Ninthly, output SINR losses versus normalized Doppler frequencies with increasing clutter rank are given in Figure 11. In the experiments, the numbers of snapshots were $D=EMK$ and $D=2EMK$. The platform speed was configured to $V=300 \mathrm{m}/\mathrm{s}$ as indicated, and the transmit antenna element spacing was set to ${\sigma }_{\mathrm{T}}=0.144 \mathrm{m}$. In this case, as indicated by reference [47], an increase in speed led to a corresponding rise in the clutter rank. When this figure is compared with Figure 3, it becomes evident that the performance of all algorithms experienced a certain degree of degradation. Nevertheless, the proposed EA-MIMO-STAP algorithm continued to demonstrate outstanding performance. In Figure 11a, it can be observed that the output SINR loss incurred by the EA-MIMO-STAP algorithm dropped by roughly 15 dB and 1 dB, respectively, when compared to that incurred by the FD-MIMO-STAP algorithm and the RD-MIMO-STAP approach. In Figure 11b, while the output SINR loss of the EA-MIMO-STAP algorithm showed a decrease relative to that in Figure 11a, the EA-MIMO-STAP algorithm still outperformed the others, maintaining its superior performance.
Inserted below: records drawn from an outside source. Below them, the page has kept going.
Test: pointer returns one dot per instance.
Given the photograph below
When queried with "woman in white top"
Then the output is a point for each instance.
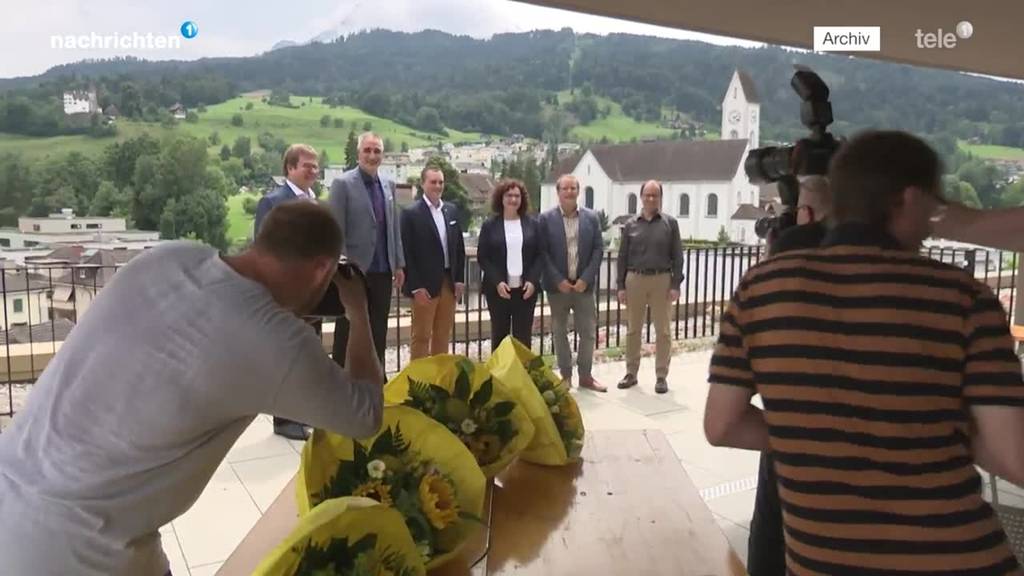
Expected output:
(509, 252)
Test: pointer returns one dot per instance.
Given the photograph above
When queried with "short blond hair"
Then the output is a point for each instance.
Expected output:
(294, 153)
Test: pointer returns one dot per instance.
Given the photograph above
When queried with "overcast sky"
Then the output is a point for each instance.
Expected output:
(232, 28)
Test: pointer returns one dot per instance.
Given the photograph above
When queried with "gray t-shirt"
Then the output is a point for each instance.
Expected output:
(127, 424)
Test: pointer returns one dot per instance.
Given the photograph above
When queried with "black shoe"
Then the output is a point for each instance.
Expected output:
(291, 430)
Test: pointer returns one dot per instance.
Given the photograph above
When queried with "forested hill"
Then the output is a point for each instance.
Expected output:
(508, 84)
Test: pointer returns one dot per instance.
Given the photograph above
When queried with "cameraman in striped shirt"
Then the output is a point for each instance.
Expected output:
(885, 376)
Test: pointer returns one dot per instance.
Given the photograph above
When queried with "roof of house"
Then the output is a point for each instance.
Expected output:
(670, 161)
(478, 187)
(55, 331)
(750, 90)
(749, 212)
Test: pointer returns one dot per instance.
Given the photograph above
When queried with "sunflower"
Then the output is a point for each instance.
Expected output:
(437, 499)
(375, 489)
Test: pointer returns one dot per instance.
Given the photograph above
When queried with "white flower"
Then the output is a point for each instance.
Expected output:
(376, 468)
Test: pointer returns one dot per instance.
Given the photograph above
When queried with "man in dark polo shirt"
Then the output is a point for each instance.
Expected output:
(650, 270)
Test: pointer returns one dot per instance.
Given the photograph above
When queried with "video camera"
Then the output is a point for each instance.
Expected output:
(809, 156)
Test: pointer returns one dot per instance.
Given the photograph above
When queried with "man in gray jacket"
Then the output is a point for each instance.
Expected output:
(363, 202)
(572, 248)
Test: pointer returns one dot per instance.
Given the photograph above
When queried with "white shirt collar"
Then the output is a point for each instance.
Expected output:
(440, 203)
(298, 191)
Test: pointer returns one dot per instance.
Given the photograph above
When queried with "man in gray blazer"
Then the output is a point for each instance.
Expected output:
(363, 202)
(572, 250)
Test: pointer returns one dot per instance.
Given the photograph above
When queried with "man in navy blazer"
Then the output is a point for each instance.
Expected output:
(572, 252)
(363, 202)
(435, 257)
(301, 170)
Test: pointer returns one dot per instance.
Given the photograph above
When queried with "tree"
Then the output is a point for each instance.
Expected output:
(243, 148)
(723, 237)
(454, 192)
(249, 205)
(351, 151)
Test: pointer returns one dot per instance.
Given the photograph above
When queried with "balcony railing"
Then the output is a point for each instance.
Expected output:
(54, 297)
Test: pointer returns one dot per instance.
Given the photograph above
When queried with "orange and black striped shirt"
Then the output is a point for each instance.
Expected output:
(867, 361)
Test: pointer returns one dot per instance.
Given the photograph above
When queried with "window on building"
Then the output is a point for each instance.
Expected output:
(712, 205)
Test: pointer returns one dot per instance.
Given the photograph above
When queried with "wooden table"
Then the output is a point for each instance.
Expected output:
(628, 508)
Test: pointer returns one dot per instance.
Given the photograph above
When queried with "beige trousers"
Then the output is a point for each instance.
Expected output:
(643, 291)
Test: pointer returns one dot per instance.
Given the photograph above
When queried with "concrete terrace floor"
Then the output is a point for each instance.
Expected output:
(261, 463)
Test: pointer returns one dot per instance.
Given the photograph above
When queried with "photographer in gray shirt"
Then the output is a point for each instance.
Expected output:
(175, 358)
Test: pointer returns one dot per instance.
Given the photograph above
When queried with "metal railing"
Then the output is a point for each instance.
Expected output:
(65, 292)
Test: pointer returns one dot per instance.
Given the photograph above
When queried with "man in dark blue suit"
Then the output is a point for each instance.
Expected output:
(301, 169)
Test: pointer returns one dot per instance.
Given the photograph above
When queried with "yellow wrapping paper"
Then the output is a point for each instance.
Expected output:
(331, 458)
(443, 371)
(509, 364)
(364, 524)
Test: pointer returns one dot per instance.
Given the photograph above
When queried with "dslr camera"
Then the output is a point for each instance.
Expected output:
(809, 156)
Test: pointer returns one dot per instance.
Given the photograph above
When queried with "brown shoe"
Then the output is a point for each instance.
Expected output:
(591, 383)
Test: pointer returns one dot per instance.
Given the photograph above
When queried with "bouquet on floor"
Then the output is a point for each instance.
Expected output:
(413, 465)
(559, 430)
(465, 399)
(346, 537)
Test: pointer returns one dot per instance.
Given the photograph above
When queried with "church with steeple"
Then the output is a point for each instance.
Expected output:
(706, 187)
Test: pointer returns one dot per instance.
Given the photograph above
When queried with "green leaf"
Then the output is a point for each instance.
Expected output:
(439, 394)
(462, 386)
(503, 409)
(482, 396)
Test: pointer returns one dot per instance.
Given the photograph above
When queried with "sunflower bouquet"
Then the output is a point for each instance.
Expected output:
(466, 400)
(412, 465)
(346, 537)
(559, 429)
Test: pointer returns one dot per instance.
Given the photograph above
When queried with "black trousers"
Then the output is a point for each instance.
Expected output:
(766, 546)
(514, 316)
(318, 328)
(379, 305)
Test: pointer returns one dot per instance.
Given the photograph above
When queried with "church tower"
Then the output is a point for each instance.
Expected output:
(741, 111)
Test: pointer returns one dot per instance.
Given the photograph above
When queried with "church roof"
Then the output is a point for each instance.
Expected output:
(749, 212)
(750, 90)
(670, 161)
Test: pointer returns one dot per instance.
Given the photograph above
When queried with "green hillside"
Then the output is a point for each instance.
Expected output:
(617, 127)
(293, 124)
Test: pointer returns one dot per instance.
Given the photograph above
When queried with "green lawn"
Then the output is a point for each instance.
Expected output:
(240, 224)
(616, 126)
(993, 152)
(294, 125)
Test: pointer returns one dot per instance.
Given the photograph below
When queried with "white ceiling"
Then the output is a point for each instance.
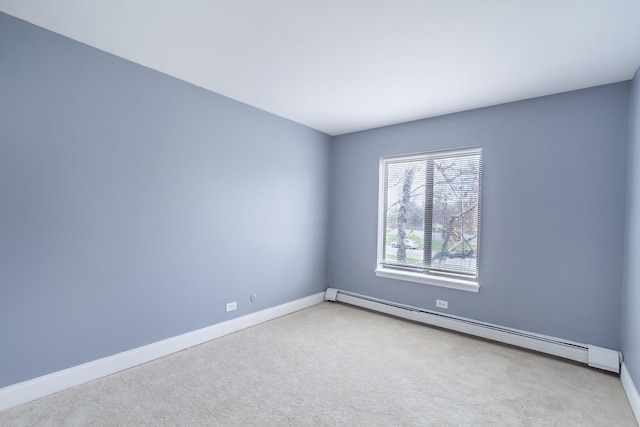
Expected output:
(341, 66)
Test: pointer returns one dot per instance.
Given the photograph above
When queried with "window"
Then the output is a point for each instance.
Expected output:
(430, 218)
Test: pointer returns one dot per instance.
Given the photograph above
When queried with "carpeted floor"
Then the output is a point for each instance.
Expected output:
(333, 364)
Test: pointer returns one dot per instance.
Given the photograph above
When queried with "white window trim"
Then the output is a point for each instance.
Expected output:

Tenthly, Figure 12 presents the output SINR losses versus normalized Doppler frequencies with speed $V=150 \mathrm{m}/\mathrm{s}$ and transmit antenna element spacing ${\sigma }_{\mathrm{T}}=0.288 \mathrm{m}$. In the experiment, the numbers of snapshots were set to $D=EMK$ and $D=2EMK$. According to reference [47], the clutter rank exhibits an upward trend as the ratio between the transmit and receive element spacings increases. When juxtaposed with the results in Figure 4, this figure shows that the performance of all algorithms experienced a decline. Nevertheless, the EA-MIMO-STAP algorithm continued to outperform both the RD-MIMO-STAP and FD-MIMO-STAP algorithms. Specifically, when compared to those for the conventional FD-MIMO-STAP approach, the SINR losses incurred by the EA-MIMO-STAP algorithm under $D=EMK$ and $D=2EMK$ decreased by approximately 16 dB and 3 dB, respectively.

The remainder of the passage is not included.